I really feel bad for writing all this self-centered drivel, but I felt some explanation of where I’ve been for the past weeks was in order, a kind of transition from the breakdown on the shoulder I went through to getting back into the traffic pattern. I’ve seen the moon and the sun since my last posting, and so day-by-day it’s time to get on with life. I promise, barring any unforeseen circumstances, this will be the last posting focusing on this whole thing, and I now can say, enough of these adventures.

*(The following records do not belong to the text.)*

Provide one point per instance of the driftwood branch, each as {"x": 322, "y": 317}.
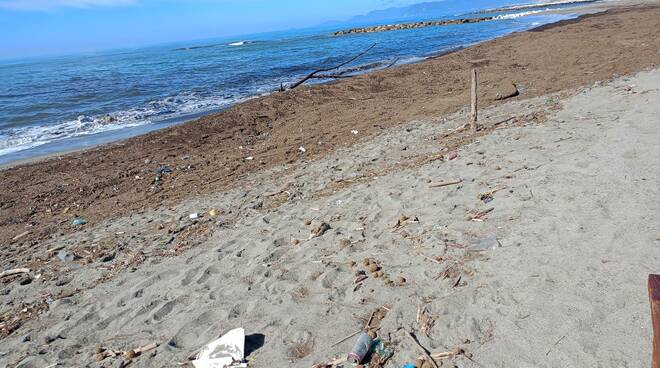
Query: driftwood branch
{"x": 316, "y": 73}
{"x": 422, "y": 349}
{"x": 473, "y": 102}
{"x": 514, "y": 93}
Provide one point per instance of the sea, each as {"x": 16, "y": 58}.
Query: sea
{"x": 58, "y": 104}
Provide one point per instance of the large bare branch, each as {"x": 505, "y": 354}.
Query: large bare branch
{"x": 315, "y": 73}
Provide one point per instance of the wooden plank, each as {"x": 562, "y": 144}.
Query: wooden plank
{"x": 654, "y": 297}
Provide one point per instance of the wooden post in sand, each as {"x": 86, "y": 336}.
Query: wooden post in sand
{"x": 473, "y": 103}
{"x": 654, "y": 297}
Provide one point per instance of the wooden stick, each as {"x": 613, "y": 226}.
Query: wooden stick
{"x": 345, "y": 338}
{"x": 15, "y": 271}
{"x": 141, "y": 350}
{"x": 20, "y": 235}
{"x": 473, "y": 102}
{"x": 366, "y": 327}
{"x": 422, "y": 350}
{"x": 322, "y": 70}
{"x": 447, "y": 183}
{"x": 430, "y": 259}
{"x": 654, "y": 297}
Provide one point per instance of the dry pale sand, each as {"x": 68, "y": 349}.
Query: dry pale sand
{"x": 99, "y": 184}
{"x": 554, "y": 276}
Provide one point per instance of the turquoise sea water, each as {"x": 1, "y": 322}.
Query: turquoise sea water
{"x": 56, "y": 104}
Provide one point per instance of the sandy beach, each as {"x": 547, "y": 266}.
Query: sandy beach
{"x": 536, "y": 254}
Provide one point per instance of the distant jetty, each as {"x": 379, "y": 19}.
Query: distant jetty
{"x": 538, "y": 6}
{"x": 400, "y": 26}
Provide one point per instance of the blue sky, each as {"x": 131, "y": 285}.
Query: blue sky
{"x": 46, "y": 27}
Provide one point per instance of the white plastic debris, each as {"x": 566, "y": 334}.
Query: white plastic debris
{"x": 225, "y": 352}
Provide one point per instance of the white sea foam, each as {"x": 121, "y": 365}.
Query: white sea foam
{"x": 518, "y": 15}
{"x": 19, "y": 139}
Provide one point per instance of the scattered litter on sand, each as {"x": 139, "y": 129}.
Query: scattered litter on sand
{"x": 225, "y": 352}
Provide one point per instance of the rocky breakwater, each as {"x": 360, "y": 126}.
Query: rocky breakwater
{"x": 400, "y": 26}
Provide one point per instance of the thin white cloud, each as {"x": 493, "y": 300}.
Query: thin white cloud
{"x": 52, "y": 4}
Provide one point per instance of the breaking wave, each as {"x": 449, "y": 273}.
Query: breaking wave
{"x": 22, "y": 138}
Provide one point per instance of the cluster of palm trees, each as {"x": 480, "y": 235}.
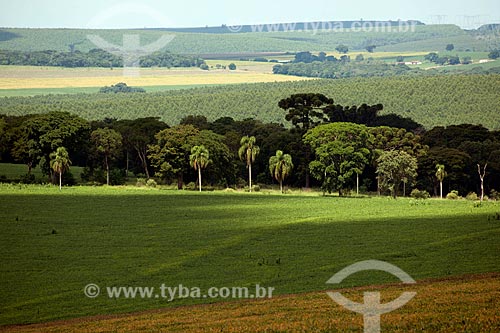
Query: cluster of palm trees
{"x": 280, "y": 166}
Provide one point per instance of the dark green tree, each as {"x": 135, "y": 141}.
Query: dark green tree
{"x": 137, "y": 134}
{"x": 170, "y": 154}
{"x": 396, "y": 168}
{"x": 108, "y": 143}
{"x": 60, "y": 162}
{"x": 342, "y": 150}
{"x": 305, "y": 111}
{"x": 199, "y": 159}
{"x": 342, "y": 48}
{"x": 280, "y": 166}
{"x": 248, "y": 152}
{"x": 40, "y": 135}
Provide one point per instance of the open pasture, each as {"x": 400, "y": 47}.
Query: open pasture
{"x": 53, "y": 243}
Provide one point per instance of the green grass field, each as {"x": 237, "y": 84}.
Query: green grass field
{"x": 53, "y": 243}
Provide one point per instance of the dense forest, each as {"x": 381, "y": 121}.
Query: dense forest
{"x": 149, "y": 147}
{"x": 93, "y": 58}
{"x": 423, "y": 38}
{"x": 431, "y": 101}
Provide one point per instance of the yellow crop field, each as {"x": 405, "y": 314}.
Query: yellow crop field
{"x": 13, "y": 77}
{"x": 459, "y": 304}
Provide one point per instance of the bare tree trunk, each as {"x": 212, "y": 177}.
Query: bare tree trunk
{"x": 481, "y": 176}
{"x": 199, "y": 177}
{"x": 144, "y": 162}
{"x": 179, "y": 181}
{"x": 250, "y": 177}
{"x": 107, "y": 170}
{"x": 357, "y": 184}
{"x": 308, "y": 177}
{"x": 126, "y": 169}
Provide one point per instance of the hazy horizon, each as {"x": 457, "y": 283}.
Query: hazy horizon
{"x": 160, "y": 14}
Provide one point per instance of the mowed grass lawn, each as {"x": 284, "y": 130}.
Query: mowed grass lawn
{"x": 53, "y": 243}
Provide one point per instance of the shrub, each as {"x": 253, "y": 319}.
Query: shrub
{"x": 27, "y": 179}
{"x": 417, "y": 194}
{"x": 151, "y": 183}
{"x": 471, "y": 196}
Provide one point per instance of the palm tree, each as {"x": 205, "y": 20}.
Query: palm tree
{"x": 248, "y": 151}
{"x": 440, "y": 174}
{"x": 280, "y": 167}
{"x": 199, "y": 159}
{"x": 60, "y": 162}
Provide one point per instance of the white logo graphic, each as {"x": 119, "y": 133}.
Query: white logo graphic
{"x": 131, "y": 52}
{"x": 371, "y": 309}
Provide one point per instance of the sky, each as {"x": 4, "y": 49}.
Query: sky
{"x": 199, "y": 13}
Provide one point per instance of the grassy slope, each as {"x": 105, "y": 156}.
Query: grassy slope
{"x": 134, "y": 237}
{"x": 468, "y": 303}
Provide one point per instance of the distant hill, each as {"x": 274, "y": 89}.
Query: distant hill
{"x": 287, "y": 27}
{"x": 219, "y": 41}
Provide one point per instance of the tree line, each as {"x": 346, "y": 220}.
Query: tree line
{"x": 431, "y": 101}
{"x": 93, "y": 58}
{"x": 340, "y": 149}
{"x": 329, "y": 67}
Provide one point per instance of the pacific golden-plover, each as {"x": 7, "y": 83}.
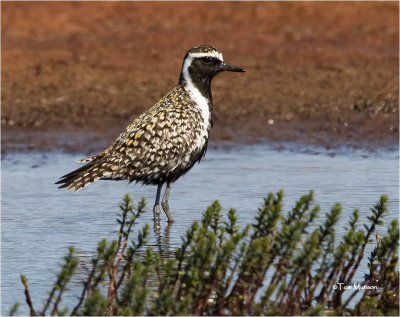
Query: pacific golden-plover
{"x": 166, "y": 141}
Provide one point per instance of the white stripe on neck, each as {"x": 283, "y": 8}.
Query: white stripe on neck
{"x": 193, "y": 91}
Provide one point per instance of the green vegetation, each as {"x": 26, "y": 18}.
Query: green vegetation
{"x": 283, "y": 264}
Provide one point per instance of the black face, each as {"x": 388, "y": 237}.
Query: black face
{"x": 207, "y": 66}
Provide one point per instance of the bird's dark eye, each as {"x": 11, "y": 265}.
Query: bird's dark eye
{"x": 207, "y": 59}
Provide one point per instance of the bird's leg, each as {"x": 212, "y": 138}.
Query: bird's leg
{"x": 164, "y": 203}
{"x": 156, "y": 209}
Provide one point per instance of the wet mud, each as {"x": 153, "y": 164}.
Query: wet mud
{"x": 75, "y": 74}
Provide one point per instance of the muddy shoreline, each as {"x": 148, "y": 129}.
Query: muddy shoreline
{"x": 322, "y": 74}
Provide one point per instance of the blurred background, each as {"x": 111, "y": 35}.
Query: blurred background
{"x": 317, "y": 73}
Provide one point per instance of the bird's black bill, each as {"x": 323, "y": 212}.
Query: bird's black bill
{"x": 226, "y": 67}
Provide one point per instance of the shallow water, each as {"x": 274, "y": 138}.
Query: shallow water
{"x": 39, "y": 221}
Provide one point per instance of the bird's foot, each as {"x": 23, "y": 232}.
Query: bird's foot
{"x": 156, "y": 212}
{"x": 165, "y": 205}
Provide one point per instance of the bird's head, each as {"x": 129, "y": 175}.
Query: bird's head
{"x": 202, "y": 63}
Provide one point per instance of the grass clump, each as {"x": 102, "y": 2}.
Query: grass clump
{"x": 282, "y": 264}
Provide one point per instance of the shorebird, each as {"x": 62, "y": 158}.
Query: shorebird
{"x": 166, "y": 141}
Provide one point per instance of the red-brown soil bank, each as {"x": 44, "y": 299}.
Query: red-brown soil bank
{"x": 317, "y": 73}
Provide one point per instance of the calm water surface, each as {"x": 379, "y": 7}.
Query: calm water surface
{"x": 39, "y": 221}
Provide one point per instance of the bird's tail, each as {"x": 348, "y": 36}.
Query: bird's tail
{"x": 84, "y": 175}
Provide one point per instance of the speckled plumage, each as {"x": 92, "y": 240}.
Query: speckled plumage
{"x": 166, "y": 141}
{"x": 157, "y": 147}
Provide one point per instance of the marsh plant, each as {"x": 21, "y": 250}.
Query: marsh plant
{"x": 283, "y": 264}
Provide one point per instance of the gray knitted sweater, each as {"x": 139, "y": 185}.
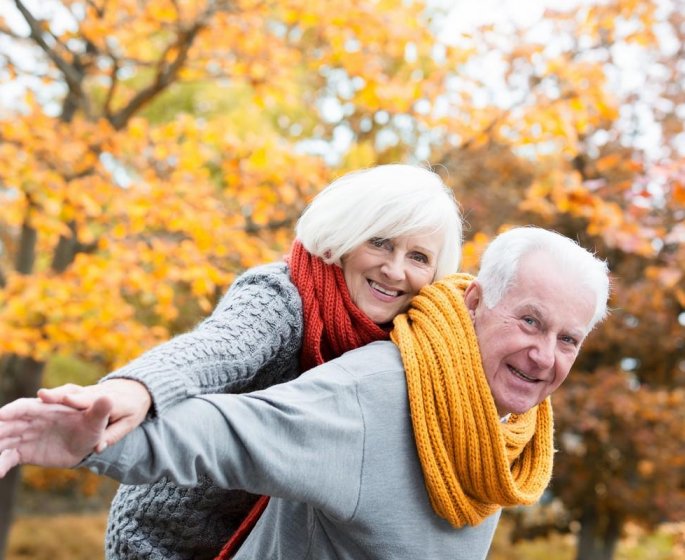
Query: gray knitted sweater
{"x": 251, "y": 341}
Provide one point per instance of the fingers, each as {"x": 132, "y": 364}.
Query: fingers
{"x": 70, "y": 394}
{"x": 9, "y": 458}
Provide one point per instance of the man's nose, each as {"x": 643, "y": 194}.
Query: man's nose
{"x": 543, "y": 351}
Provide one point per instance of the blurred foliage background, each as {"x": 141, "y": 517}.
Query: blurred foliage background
{"x": 150, "y": 151}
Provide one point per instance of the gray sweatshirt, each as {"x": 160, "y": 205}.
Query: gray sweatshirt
{"x": 251, "y": 341}
{"x": 334, "y": 448}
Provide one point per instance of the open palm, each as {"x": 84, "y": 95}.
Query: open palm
{"x": 50, "y": 435}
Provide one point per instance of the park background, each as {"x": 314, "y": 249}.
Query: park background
{"x": 150, "y": 151}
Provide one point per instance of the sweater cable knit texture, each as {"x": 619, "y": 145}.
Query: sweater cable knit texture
{"x": 472, "y": 462}
{"x": 251, "y": 341}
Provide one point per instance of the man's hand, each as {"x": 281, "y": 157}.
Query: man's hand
{"x": 131, "y": 403}
{"x": 49, "y": 435}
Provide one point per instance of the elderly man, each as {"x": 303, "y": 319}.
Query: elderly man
{"x": 404, "y": 450}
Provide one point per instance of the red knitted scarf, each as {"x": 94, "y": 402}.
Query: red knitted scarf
{"x": 333, "y": 324}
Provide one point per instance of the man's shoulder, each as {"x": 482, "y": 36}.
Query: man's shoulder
{"x": 372, "y": 359}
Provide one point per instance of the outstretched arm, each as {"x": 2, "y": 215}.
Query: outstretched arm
{"x": 33, "y": 432}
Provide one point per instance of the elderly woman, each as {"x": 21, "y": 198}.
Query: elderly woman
{"x": 364, "y": 247}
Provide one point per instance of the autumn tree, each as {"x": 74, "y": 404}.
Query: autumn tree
{"x": 165, "y": 146}
{"x": 579, "y": 149}
{"x": 162, "y": 147}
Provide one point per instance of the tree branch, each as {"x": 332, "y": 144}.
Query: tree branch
{"x": 165, "y": 76}
{"x": 72, "y": 74}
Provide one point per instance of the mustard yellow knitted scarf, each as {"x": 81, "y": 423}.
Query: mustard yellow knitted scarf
{"x": 473, "y": 463}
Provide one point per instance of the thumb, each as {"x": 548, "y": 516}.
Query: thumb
{"x": 9, "y": 458}
{"x": 116, "y": 431}
{"x": 97, "y": 415}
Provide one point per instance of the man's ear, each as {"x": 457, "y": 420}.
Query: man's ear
{"x": 472, "y": 297}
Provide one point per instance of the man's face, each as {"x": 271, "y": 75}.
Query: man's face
{"x": 530, "y": 339}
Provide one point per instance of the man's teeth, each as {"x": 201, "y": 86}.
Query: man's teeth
{"x": 383, "y": 290}
{"x": 521, "y": 374}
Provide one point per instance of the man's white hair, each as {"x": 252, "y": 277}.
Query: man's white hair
{"x": 501, "y": 260}
{"x": 386, "y": 201}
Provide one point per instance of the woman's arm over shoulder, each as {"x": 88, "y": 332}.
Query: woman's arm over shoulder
{"x": 255, "y": 331}
{"x": 302, "y": 440}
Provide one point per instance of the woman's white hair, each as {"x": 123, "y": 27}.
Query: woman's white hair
{"x": 501, "y": 260}
{"x": 386, "y": 201}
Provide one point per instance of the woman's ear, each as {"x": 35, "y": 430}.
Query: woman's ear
{"x": 473, "y": 297}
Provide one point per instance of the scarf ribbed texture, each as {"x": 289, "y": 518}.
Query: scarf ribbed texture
{"x": 473, "y": 463}
{"x": 333, "y": 324}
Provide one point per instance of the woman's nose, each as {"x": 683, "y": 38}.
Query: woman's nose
{"x": 393, "y": 268}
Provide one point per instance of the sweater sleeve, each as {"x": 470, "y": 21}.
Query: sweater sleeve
{"x": 257, "y": 323}
{"x": 300, "y": 441}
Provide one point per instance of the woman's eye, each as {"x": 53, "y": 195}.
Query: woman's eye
{"x": 378, "y": 242}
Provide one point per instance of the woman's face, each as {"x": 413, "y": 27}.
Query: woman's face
{"x": 383, "y": 275}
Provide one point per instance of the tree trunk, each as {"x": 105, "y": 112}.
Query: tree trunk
{"x": 19, "y": 377}
{"x": 599, "y": 535}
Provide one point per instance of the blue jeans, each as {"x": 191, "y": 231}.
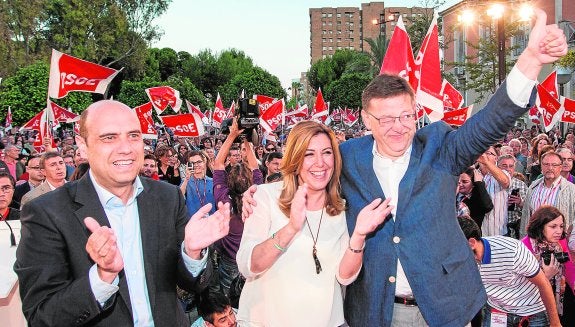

I’ll be pulling off the shoulder pretty soon, so watch this space for what’s to come.

Watching the Moon Rise

Watching the Moon Rise

“Death is always on the way, but the fact that you don’t know when it will arrive seems to take away from the finiteness of life. It’s that terrible precision that we hate so much. But because we don’t know, we get to think of life as an inexhaustible well. Yet everything happens a certain number of times, and a very small number, really. How many more times will you remember a certain afternoon of your childhood, some afternoon that’s so deeply a part of your being that you can’t even conceive of your life without it? Perhaps four or five times more. Perhaps not even. How many more times will you watch the full moon rise? Perhaps twenty. And yet it all seems limitless.”

— Paul Bowles, The Sheltering Sky

That quote always stood out to me because, when you think about it, it’s so true in its own terrible precision.

I don’t mean to be depressive or to read more into Bowles’s words than what is there. It’s just that tomorrow, Wednesday in this part of the world, I’m scheduled for major surgery. As unenthusiastic as I am about it, I’m doing my best to remain positive about it, especially considering how unattractive the alternative is. And helping me move forward toward what seems inescapable at this point, I’ve lost count of the sets of encouraging words I’ve received from friends, family, clients, and acquaintances, which I do appreciate.

It is, nonetheless, the kind of thing that makes you feel your own mortality.

If I fall a bit behind on posting to this blog, now you know why that might be. Please catch up on reading back posts and the things I’ve posted up top until I am able to post something fresh. Let me and everyone know how you feel about whatever it is you feel about. And as uncomfortable as it might be, consider the finiteness of your own life. It helps put things in perspective.